I should probably talk to someone, the stress isn't healthy but at the same time my mental health is at stake, along with my safety. I think Nolan has picked up on my lack of sleep, but I also think he's waiting for me to make the move, since I'm the one setting the pace.

My phone vibrates on my desk, luckily today is friday. We've been slow today, thankfully, my lack of energy is taking a toll. Angie offered to get me a coffee but I had four cups at home this morning, I knew that was my limit. Through my exhaustion, my body excitedly reacts when I see a message from Nolan.

From: Nolan Benson

Did you get the flowers?

I smile at the beautiful sunflowers that sit on my desk.

To: Nolan Benson

I did, they're beautiful. You have me looking forward to Fridays even more.

Instantly I get a text back from him.

From: Nolan Benson

Good.

My heart drops with a little disappointment with the short message. I'm sure he's busy, but I miss the entertaining conversations we usually had. I place my phone back on my desk as I look around the room, keeping myself busy. I walk around and start dusting the place.
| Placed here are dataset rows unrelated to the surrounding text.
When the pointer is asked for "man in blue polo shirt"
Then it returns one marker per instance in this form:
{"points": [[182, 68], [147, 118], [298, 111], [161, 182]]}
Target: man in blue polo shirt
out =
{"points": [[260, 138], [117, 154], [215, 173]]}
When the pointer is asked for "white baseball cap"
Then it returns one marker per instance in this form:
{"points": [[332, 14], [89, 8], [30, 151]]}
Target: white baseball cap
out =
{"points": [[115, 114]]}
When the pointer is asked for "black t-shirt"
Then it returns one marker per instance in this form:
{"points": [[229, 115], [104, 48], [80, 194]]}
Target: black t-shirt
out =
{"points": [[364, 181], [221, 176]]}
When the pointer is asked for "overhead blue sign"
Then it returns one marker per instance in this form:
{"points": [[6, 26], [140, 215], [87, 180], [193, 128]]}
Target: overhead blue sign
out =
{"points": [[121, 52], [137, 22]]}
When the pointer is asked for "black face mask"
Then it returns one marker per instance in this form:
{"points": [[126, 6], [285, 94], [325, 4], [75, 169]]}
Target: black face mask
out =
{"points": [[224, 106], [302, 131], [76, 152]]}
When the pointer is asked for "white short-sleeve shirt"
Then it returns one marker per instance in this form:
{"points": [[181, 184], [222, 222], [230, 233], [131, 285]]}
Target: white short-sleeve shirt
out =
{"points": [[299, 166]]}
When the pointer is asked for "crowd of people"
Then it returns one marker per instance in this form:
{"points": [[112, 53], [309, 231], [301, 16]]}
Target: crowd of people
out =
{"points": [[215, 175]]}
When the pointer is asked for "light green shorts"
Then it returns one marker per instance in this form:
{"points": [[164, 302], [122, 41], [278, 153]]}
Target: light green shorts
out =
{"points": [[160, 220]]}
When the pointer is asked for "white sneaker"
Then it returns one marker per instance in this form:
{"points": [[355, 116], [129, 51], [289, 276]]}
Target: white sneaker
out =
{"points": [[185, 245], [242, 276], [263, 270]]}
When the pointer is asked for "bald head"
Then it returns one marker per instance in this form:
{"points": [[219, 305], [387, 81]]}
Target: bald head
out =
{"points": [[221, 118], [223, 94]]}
"I can't remember the last time we dusted this place." Angie jokes as she carries a puppy out towards me. I can't help but play with the puppy as we wait for the owner to come back. "You alright Emmie?" Angie's concerned brown orbs are on me as she asks.

"Yeah, just really tired." I force a smile as I pet the puppy.

"You know, you can talk to me. I can't even begin to imagine what it's like to start somewhere fresh, you have people who care. Whenever you're comfortable I'm here." She puts a hand on my shoulder giving it a gentle squeeze. I let her words soak in as the puppy's owner walks in to collect. After charging her and returning her animal she was quick to leave.